Orçamentos reduzidos

Por sua vez, em São Carlos, a OC Sérgio Buarque de Holanda passou este ano a atender de 13 para 50 municípios. Mas seu orçamento caiu pela metade no mesmo período (hoje R$ 50 mil anual). Dezenas protestaram no domingo (dia 27) com passeata e abraço simbólico. Assim, por unanimidade, a Câmara aprovou uma moção apelando ao Alckmin pela garantia da oficina. Já em Iguape, não há notícias sobre o fechamento ou resistência cultural pela OC Gerson de Abreu, apenas de que o casarão sob gestão estadual também teve uma reforma iniciada em 2014 em R$ 1,5 milhão.

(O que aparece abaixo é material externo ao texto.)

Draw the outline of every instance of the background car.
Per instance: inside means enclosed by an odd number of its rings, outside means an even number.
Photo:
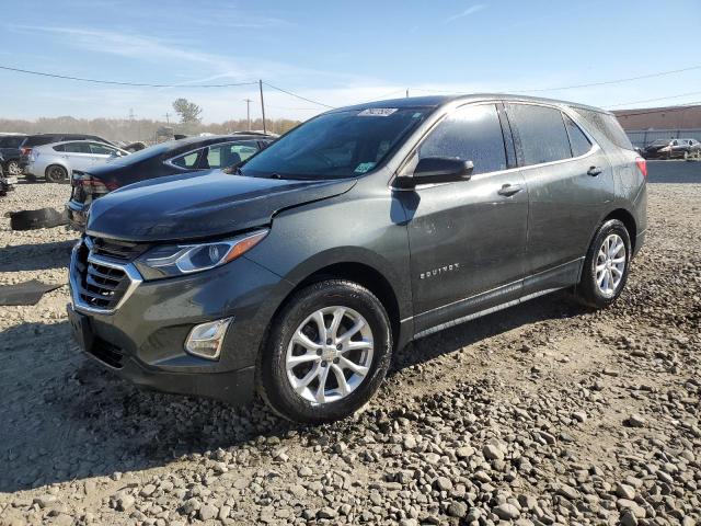
[[[26,139],[26,135],[3,135],[0,136],[0,155],[4,161],[2,161],[2,169],[8,175],[20,175],[22,169],[20,168],[20,146]]]
[[[276,137],[257,133],[237,133],[210,137],[170,140],[88,170],[74,170],[68,219],[85,225],[90,204],[127,184],[176,173],[228,168],[245,161]]]
[[[20,145],[20,169],[24,171],[26,165],[30,162],[30,155],[32,153],[32,149],[37,146],[50,145],[54,142],[64,142],[66,140],[93,140],[95,142],[103,142],[105,145],[115,146],[110,142],[107,139],[103,139],[96,135],[85,135],[85,134],[36,134],[36,135],[27,135],[22,145]],[[26,174],[26,172],[25,172]],[[27,174],[27,179],[34,179],[33,173]]]
[[[645,159],[701,158],[701,142],[697,139],[658,139],[643,150]]]
[[[93,140],[56,142],[34,147],[24,171],[35,178],[43,175],[49,183],[59,183],[68,181],[73,170],[90,170],[110,159],[128,155],[116,146]]]

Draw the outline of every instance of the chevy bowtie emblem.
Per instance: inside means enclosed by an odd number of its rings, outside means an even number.
[[[418,276],[420,279],[428,279],[429,277],[436,277],[440,274],[445,274],[446,272],[459,271],[460,263],[452,263],[450,265],[439,266],[438,268],[434,268],[432,271],[422,272]]]

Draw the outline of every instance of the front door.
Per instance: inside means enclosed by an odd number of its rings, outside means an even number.
[[[516,299],[524,276],[528,188],[512,168],[510,135],[497,104],[447,115],[417,148],[474,164],[469,181],[397,192],[410,221],[416,333]],[[405,169],[406,173],[406,169]]]

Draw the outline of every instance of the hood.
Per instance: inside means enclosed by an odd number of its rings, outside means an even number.
[[[275,213],[343,194],[355,182],[246,178],[219,170],[152,179],[94,201],[85,231],[125,241],[226,236],[269,225]]]

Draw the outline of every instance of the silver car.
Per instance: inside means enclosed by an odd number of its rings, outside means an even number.
[[[128,156],[129,152],[115,146],[93,140],[69,140],[37,146],[32,149],[24,173],[49,183],[68,181],[72,170],[89,170],[111,159]]]

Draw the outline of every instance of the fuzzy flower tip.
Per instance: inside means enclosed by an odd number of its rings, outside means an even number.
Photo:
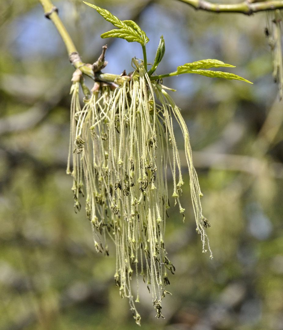
[[[135,303],[139,301],[139,274],[151,290],[159,317],[163,317],[161,301],[169,293],[165,288],[170,283],[168,272],[175,271],[164,241],[170,206],[168,170],[173,181],[170,195],[184,218],[185,209],[179,199],[184,182],[173,131],[174,118],[184,137],[197,231],[203,251],[206,247],[211,251],[205,231],[210,225],[202,213],[202,194],[185,121],[166,88],[150,81],[142,62],[133,59],[133,63],[132,76],[121,77],[114,91],[96,83],[82,108],[79,83],[73,82],[67,173],[74,178],[76,211],[80,208],[80,195],[83,196],[85,191],[86,215],[97,251],[108,254],[108,239],[116,246],[115,282],[121,297],[129,299],[139,324],[141,317]],[[134,273],[135,295],[131,285]]]

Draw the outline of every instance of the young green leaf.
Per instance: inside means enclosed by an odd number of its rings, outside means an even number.
[[[234,65],[227,64],[219,60],[211,59],[208,58],[206,60],[200,60],[191,63],[186,63],[183,65],[181,65],[177,68],[179,73],[185,73],[186,71],[192,70],[199,69],[209,69],[210,68],[219,68],[221,67],[229,68],[235,68]]]
[[[165,42],[163,39],[163,36],[161,36],[160,37],[159,44],[158,45],[156,54],[155,55],[154,63],[152,65],[152,67],[148,72],[149,76],[152,75],[156,69],[156,68],[157,68],[158,64],[161,61],[165,53]]]
[[[179,73],[197,73],[202,76],[206,76],[207,77],[211,77],[216,78],[223,78],[225,79],[235,79],[236,80],[241,80],[242,81],[253,83],[239,76],[234,75],[234,73],[230,72],[224,72],[222,71],[212,71],[211,70],[190,70],[186,72],[179,72]]]
[[[94,8],[107,21],[118,28],[118,29],[114,29],[103,33],[101,38],[121,38],[125,39],[129,42],[136,41],[141,44],[142,46],[145,46],[149,41],[144,31],[133,21],[121,21],[106,9],[85,1],[83,2],[90,7]]]

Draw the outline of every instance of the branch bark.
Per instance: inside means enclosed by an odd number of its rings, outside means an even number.
[[[246,0],[238,4],[213,3],[206,0],[178,0],[200,10],[212,13],[234,13],[251,15],[258,12],[268,11],[283,8],[283,0],[270,0],[253,2]]]

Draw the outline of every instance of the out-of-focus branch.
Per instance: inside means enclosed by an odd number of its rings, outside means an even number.
[[[234,13],[251,15],[258,12],[268,11],[283,8],[282,0],[270,0],[261,2],[254,2],[246,0],[238,4],[213,3],[206,0],[179,0],[200,10],[212,13]]]

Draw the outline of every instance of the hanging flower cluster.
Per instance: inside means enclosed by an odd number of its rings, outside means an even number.
[[[134,72],[129,75],[124,73],[116,78],[114,84],[110,84],[101,81],[103,75],[99,76],[106,63],[105,47],[92,66],[96,81],[91,93],[84,85],[79,70],[75,72],[71,92],[67,173],[74,179],[75,211],[81,208],[80,195],[85,195],[86,216],[97,251],[108,255],[109,239],[115,246],[115,281],[121,296],[129,299],[139,325],[141,316],[135,303],[139,302],[140,276],[151,292],[157,317],[163,317],[161,301],[170,293],[165,289],[170,284],[168,273],[174,274],[175,268],[169,258],[164,237],[171,197],[184,219],[185,210],[179,200],[184,182],[173,130],[175,121],[184,138],[197,232],[201,236],[203,252],[208,250],[212,257],[205,232],[210,224],[202,213],[200,199],[203,195],[193,164],[188,129],[180,109],[166,91],[170,89],[162,84],[162,78],[194,73],[247,81],[232,74],[206,70],[233,66],[211,59],[187,63],[171,74],[152,75],[164,55],[163,37],[148,71],[145,47],[148,39],[144,31],[132,21],[120,21],[106,10],[90,5],[120,29],[103,34],[103,37],[137,41],[142,47],[144,57],[142,60],[133,58]],[[86,96],[82,107],[80,84]],[[168,186],[169,171],[173,178],[172,188]],[[137,289],[134,293],[131,285],[134,276]]]

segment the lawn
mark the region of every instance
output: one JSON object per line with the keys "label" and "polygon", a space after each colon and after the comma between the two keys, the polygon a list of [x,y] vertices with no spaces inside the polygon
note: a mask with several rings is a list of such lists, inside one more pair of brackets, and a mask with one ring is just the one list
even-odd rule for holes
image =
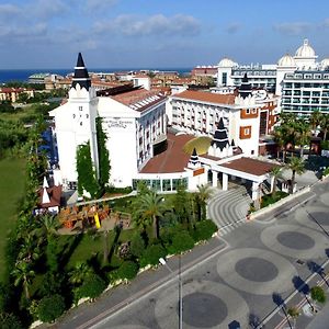
{"label": "lawn", "polygon": [[0,160],[0,281],[2,281],[7,236],[15,225],[19,202],[24,195],[25,161],[12,158]]}
{"label": "lawn", "polygon": [[[127,241],[131,239],[134,230],[123,230],[118,236],[118,243],[123,241]],[[115,238],[115,232],[110,231],[107,241],[109,241],[109,250],[113,245]],[[104,246],[104,237],[103,232],[97,234],[82,234],[79,236],[60,236],[59,237],[59,249],[61,249],[66,254],[64,257],[64,265],[67,269],[72,269],[77,262],[86,262],[90,261],[93,257],[95,257],[100,262],[103,259],[103,246]],[[111,259],[110,264],[115,266],[116,258]]]}

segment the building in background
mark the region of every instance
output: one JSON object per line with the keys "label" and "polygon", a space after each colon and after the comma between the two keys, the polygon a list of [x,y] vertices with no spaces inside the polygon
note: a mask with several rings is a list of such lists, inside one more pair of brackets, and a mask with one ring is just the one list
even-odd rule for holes
{"label": "building in background", "polygon": [[58,148],[57,181],[66,188],[78,180],[76,154],[90,143],[91,159],[99,171],[95,121],[102,120],[107,136],[111,184],[132,185],[133,178],[154,156],[157,144],[166,139],[166,97],[143,88],[131,88],[112,95],[97,95],[95,88],[78,56],[67,103],[49,112],[55,121]]}

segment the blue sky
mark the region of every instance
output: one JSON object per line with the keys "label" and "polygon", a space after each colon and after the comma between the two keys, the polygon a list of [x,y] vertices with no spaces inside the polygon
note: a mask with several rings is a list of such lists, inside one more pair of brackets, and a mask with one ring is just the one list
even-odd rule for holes
{"label": "blue sky", "polygon": [[309,38],[329,57],[328,0],[0,0],[0,69],[273,64]]}

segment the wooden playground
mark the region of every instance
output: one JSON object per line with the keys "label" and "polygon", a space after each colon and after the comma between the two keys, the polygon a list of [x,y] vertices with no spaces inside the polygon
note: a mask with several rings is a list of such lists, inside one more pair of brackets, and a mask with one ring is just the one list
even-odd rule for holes
{"label": "wooden playground", "polygon": [[123,212],[113,212],[109,205],[98,204],[84,206],[67,206],[61,208],[58,220],[63,225],[63,234],[79,230],[88,227],[95,227],[100,230],[112,230],[115,226],[122,229],[129,229],[132,215]]}

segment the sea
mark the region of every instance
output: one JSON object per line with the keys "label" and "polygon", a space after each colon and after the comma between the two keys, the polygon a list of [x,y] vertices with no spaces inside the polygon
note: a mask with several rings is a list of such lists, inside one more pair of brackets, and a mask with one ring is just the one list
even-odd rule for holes
{"label": "sea", "polygon": [[[127,71],[139,71],[145,68],[88,68],[89,72],[127,72]],[[180,75],[185,75],[191,72],[192,68],[150,68],[148,70],[159,70],[159,71],[177,71]],[[9,81],[21,81],[27,82],[29,77],[34,73],[54,73],[59,76],[67,76],[72,73],[72,69],[13,69],[13,70],[4,70],[0,69],[0,83],[5,83]]]}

As Oficinas Culturais é um programa da Secretaria de Estado da Cultura que durante mais de 20 anos promove cursos de iniciação e capacitação artística nas mais diferentes áreas, com atividades oferecidas para todas as faixas etárias. Atualmente, são cerca de 15 unidades em todo o Estado que atendem mais de 400 municípios, com mais de 71 mil vagas abertas por ano nas diferentes atividades oferecidas. Mas o contrato inicial do conjunto do programa que previa R$ 33 milhões à OS Poiesis será reduzido em lei orçamentária para R$ 12 milhões em 2017.

 

Cadeia Velha: Governo de SP reúne prefeituras na terça; Santos nega assumir prédio estadual

Por Lincoln Spada

O fechamento das oficinas culturais no interior e litoral paulista será tema de reunião reservada nesta terça-feira (dia 6), na capital. Os secretários municipais das dez cidades-polos das oficinas estaduais foram sondados no último dia 28 e, convidados oficialmente no decorrer da semana pela equipe da Secretaria da Cultura do Estado, José Roberto Sadek.

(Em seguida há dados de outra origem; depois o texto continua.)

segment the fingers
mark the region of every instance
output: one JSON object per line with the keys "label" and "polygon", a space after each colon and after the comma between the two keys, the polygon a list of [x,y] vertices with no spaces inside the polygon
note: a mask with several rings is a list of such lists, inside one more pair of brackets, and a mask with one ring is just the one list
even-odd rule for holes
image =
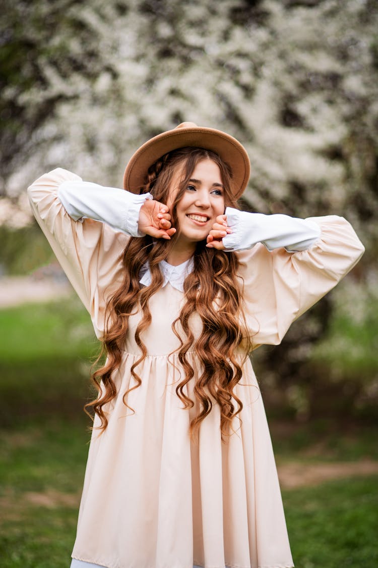
{"label": "fingers", "polygon": [[226,248],[223,241],[211,241],[207,243],[206,245],[207,248],[216,248],[218,250],[224,250]]}
{"label": "fingers", "polygon": [[169,240],[175,232],[176,229],[173,227],[168,229],[168,231],[164,231],[162,229],[156,229],[154,227],[149,227],[146,230],[146,234],[154,237],[154,239],[165,239],[167,240]]}

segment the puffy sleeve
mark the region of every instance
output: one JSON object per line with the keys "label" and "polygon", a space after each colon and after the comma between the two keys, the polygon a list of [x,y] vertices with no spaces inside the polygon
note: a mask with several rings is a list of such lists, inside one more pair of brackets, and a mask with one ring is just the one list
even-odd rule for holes
{"label": "puffy sleeve", "polygon": [[129,237],[104,223],[89,218],[80,222],[69,215],[60,188],[74,191],[83,183],[75,174],[58,168],[36,179],[28,194],[39,224],[101,337],[107,298],[122,279],[120,256]]}
{"label": "puffy sleeve", "polygon": [[342,217],[313,217],[320,236],[306,250],[238,250],[247,324],[253,348],[278,345],[291,324],[354,266],[364,248]]}

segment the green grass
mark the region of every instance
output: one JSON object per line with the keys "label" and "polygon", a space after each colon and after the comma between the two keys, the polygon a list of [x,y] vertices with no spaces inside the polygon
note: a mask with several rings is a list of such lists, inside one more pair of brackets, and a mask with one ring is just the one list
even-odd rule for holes
{"label": "green grass", "polygon": [[85,421],[0,431],[0,565],[67,567],[88,452]]}
{"label": "green grass", "polygon": [[[2,310],[0,335],[0,566],[66,568],[88,452],[82,406],[97,344],[75,298]],[[378,460],[376,424],[271,427],[281,463]],[[283,492],[297,568],[378,565],[377,482]]]}
{"label": "green grass", "polygon": [[286,491],[283,498],[298,568],[378,566],[378,477]]}
{"label": "green grass", "polygon": [[76,296],[0,311],[0,360],[89,358],[96,344],[89,314]]}
{"label": "green grass", "polygon": [[[85,421],[0,431],[2,568],[69,565],[88,437]],[[372,477],[283,492],[298,568],[375,568],[377,482]]]}
{"label": "green grass", "polygon": [[0,311],[0,427],[82,413],[99,344],[75,296]]}

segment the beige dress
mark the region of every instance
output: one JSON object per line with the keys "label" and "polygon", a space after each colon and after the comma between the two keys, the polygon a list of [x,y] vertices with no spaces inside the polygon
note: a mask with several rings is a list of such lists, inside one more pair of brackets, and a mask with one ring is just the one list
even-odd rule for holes
{"label": "beige dress", "polygon": [[[57,189],[77,176],[54,170],[29,188],[37,220],[101,336],[109,294],[120,286],[118,257],[129,238],[104,223],[74,221]],[[277,344],[291,323],[350,270],[363,252],[353,229],[337,216],[314,219],[321,228],[308,250],[269,252],[258,244],[236,253],[244,281],[246,316],[253,346]],[[236,391],[243,423],[226,443],[216,407],[191,442],[193,411],[183,410],[175,385],[180,364],[171,324],[183,294],[168,283],[150,302],[152,323],[143,336],[148,354],[142,385],[122,394],[139,351],[130,318],[119,395],[109,425],[92,436],[73,557],[109,568],[288,568],[293,566],[276,467],[261,396],[251,364]],[[193,314],[192,326],[198,332]],[[241,358],[244,354],[240,353]],[[199,372],[194,353],[191,365]],[[188,389],[190,395],[193,385]],[[95,420],[95,424],[97,424]]]}

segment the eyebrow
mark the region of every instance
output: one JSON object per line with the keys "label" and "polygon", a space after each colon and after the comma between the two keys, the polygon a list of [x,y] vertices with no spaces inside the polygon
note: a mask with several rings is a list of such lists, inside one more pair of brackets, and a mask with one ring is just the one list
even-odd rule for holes
{"label": "eyebrow", "polygon": [[[189,179],[189,181],[192,181],[193,183],[198,183],[199,185],[201,185],[201,184],[202,183],[201,179],[194,179],[193,178]],[[223,189],[224,189],[224,186],[223,185],[222,183],[213,183],[213,186],[215,187],[223,187]]]}

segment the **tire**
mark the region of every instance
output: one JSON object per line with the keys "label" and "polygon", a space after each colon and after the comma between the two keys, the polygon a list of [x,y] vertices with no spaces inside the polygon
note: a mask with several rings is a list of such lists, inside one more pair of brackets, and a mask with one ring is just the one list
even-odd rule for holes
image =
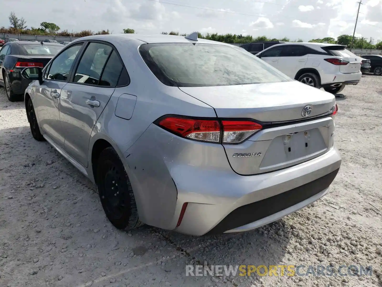
{"label": "tire", "polygon": [[102,150],[96,164],[98,193],[109,221],[123,230],[143,225],[130,180],[115,150],[111,147]]}
{"label": "tire", "polygon": [[8,77],[8,75],[5,73],[3,73],[3,78],[4,79],[5,93],[6,93],[6,97],[8,98],[8,99],[11,102],[15,102],[16,101],[20,100],[20,96],[19,95],[15,95],[12,91],[12,88],[11,87],[11,83],[9,82],[9,78]]}
{"label": "tire", "polygon": [[26,116],[29,121],[29,125],[31,126],[31,132],[33,138],[39,142],[42,142],[45,140],[41,133],[40,132],[40,128],[37,122],[37,118],[36,117],[36,113],[34,112],[34,108],[32,100],[29,99],[27,103]]}
{"label": "tire", "polygon": [[374,68],[373,73],[377,76],[380,76],[382,75],[382,66],[378,66],[378,67],[376,67]]}
{"label": "tire", "polygon": [[324,88],[324,89],[329,93],[332,94],[338,94],[345,88],[345,85],[343,85],[336,88]]}
{"label": "tire", "polygon": [[314,88],[320,88],[320,81],[318,77],[315,74],[312,73],[306,73],[302,75],[297,80],[303,84]]}

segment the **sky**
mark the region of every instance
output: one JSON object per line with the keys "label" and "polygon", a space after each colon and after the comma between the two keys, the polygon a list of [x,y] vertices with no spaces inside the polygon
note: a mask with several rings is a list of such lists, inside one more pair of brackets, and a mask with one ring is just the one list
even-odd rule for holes
{"label": "sky", "polygon": [[[113,34],[124,28],[287,37],[304,41],[352,34],[358,0],[2,0],[0,26],[11,11],[28,28],[52,22],[61,29]],[[363,0],[355,36],[382,40],[382,0]]]}

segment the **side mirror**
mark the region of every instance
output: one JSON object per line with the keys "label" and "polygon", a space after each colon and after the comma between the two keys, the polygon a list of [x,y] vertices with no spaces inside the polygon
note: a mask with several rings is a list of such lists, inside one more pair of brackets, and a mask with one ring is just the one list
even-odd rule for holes
{"label": "side mirror", "polygon": [[40,67],[26,68],[21,71],[21,77],[26,80],[30,80],[32,81],[38,80],[40,85],[44,82],[42,80],[42,70]]}

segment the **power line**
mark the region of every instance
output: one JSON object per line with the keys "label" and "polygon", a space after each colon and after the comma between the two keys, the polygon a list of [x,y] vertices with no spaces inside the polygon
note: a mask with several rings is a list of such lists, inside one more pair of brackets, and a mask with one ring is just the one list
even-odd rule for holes
{"label": "power line", "polygon": [[356,24],[354,25],[354,31],[353,32],[353,37],[351,38],[351,43],[350,44],[350,49],[349,49],[350,52],[351,52],[351,48],[353,46],[353,43],[354,42],[354,35],[356,33],[356,28],[357,27],[357,22],[358,21],[358,15],[359,14],[359,7],[361,7],[361,5],[362,4],[362,0],[361,0],[358,3],[359,3],[358,10],[357,11],[357,18],[356,19]]}

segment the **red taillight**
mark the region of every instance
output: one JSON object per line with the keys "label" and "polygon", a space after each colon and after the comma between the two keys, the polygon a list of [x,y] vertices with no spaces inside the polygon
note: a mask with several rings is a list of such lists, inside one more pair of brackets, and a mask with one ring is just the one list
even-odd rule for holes
{"label": "red taillight", "polygon": [[328,62],[333,65],[347,65],[349,62],[347,61],[344,61],[343,60],[341,60],[341,59],[338,59],[337,58],[330,58],[329,59],[324,59],[326,62]]}
{"label": "red taillight", "polygon": [[39,67],[44,68],[44,64],[42,63],[34,63],[29,62],[18,62],[15,65],[17,68],[28,68],[31,67]]}
{"label": "red taillight", "polygon": [[249,121],[191,119],[169,116],[160,119],[160,127],[181,137],[195,140],[222,144],[238,144],[262,128]]}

Provavelmente, o secretário de cultura de Santos, Fábio Nunes, estará presente, tendo em vista que o município perderá a Oficina Cultural Pagu – atual gestora da Cadeia Velha de Santos. Sem a programação artística, está incerto o futuro do patrimônio recém-aberto. Prefeituras de Marília, São Carlos e São José dos Campos já confirmaram representantes. Em Ribeirão Preto, a administração aceitou a proposta de assumir a sede local de oficinas culturais. Em nota, o Governo de SP diz que a parceria é de garantir as ações artísticas, mas somente em espaços municipais.

> Artistas convocaram reunião paralela
> Programação da Cadeia Velha em 2016

Recentemente, a Prefeitura de Santos afirma que não foi comunicada formalmente sobre o fechamento da Cadeia Velha e da OC Pagu. “No que diz respeito à absorção pela Secult das atividades realizadas na Cadeia Velha, no caso de um suposto cancelamento dos cursos lá oferecidos, não há previsão orçamentária em 2017 para tal demanda”. A questão é que o orçamento geral do município entre 2016 e 2017 oscilou de R$ 2,5 bi para R$ 2,6 bilhões, mas a Secult terá redução ano que vem (menos R$ 1,5 milhão), o mesmo caso de outras pastas, como o Turismo (menos R$ 500 mil).

Garantia de quatro meses

Fechada por quase cinco anos, a Cadeia Velha de Santos foi restaurada com verbas estaduais de R$ 10,6 milhões. Desde 2015, o Governo Estadual garantia que atenderia a demanda de audiências e campanhas públicas por um centro de artes integradas. Mas após reabrir o edifício em agosto, o governo anunciou o fechamento da oficina cultural e o rumo incerto do patrimônio nacional. Segundo estimativas, uma oficina cultural custa, em média, menos de R$ 1 milhão. Desde sua reabertura, o local recebeu cerca de 15 mil visitantes.